Sweetbaum & Sweetbaum, Lake Success (Marshall D. Sweetbaum of counsel), for respondent.
Order, Supreme Court, Bronx County (Donna Mills, J.), entered April 24, 2017, which granted plaintiff's motion to amend the complaint to add U.S. Security Aviation Services, Inc. d/b/a U.S. Security Associates, Inc. as a defendant, unanimously reversed, on the law, without costs, and the motion denied.
The proposed claim against U.S. Security (negligence) fails to state a cause of action. U.S. Security, a security company hired by defendant KMart, owed no duty to plaintiff, a KMart customer who was injured in a fight with a KMart employee inside a KMart store. Plaintiff was not an intended third-party beneficiary of the contract between KMart and U.S. Security, which contains a "No Third Party Beneficiaries" clause (see e.g. Aiello v Burns Intl. Sec. Servs. Corp., 110 AD3d 234, 242 [1st Dept 2013]; Rahim v Sottile Sec. Co., 32 AD3d 77, 79-80 [1st Dept 2006]).
Nor can a duty be imposed on U.S. Security on the ground either that plaintiff relied to his detriment on the continued performance of U.S. Security's contractual duties or that U.S. Security had entirely displaced KMart's duty to secure its store (see Espinal v Melville Snow Contrs., 98 NY2d 136, 140 [2002]). Plaintiff's affidavit says nothing about having knowledge of the contract between KMart and U.S. Security or about detrimental reliance on U.S. Security's continued performance thereunder (see Aiello, 110 AD3d at 246).

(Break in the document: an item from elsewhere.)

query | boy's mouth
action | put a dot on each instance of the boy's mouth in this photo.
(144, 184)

As for entire displacement, while the written scope of U.S. Security's services included "the protection of . . . customers . . . in the Premises," the deposition testimony of the loss prevention manager at the relevant KMart store makes it clear that, in actual practice, U.S. Security's services at that store were limited to deterring shoplifting (see id. at 245). Furthermore, U.S. Security did not totally displace KMart's duty to secure its store, because KMart retained supervisory authority over the security guards and required U.S. Security's staff to complete training in accordance with its (KMart's) safety policies and procedures (see id. at 246). Concur—Andrias, J.P., Gesmer, Kern, Singh, Moulton, JJ.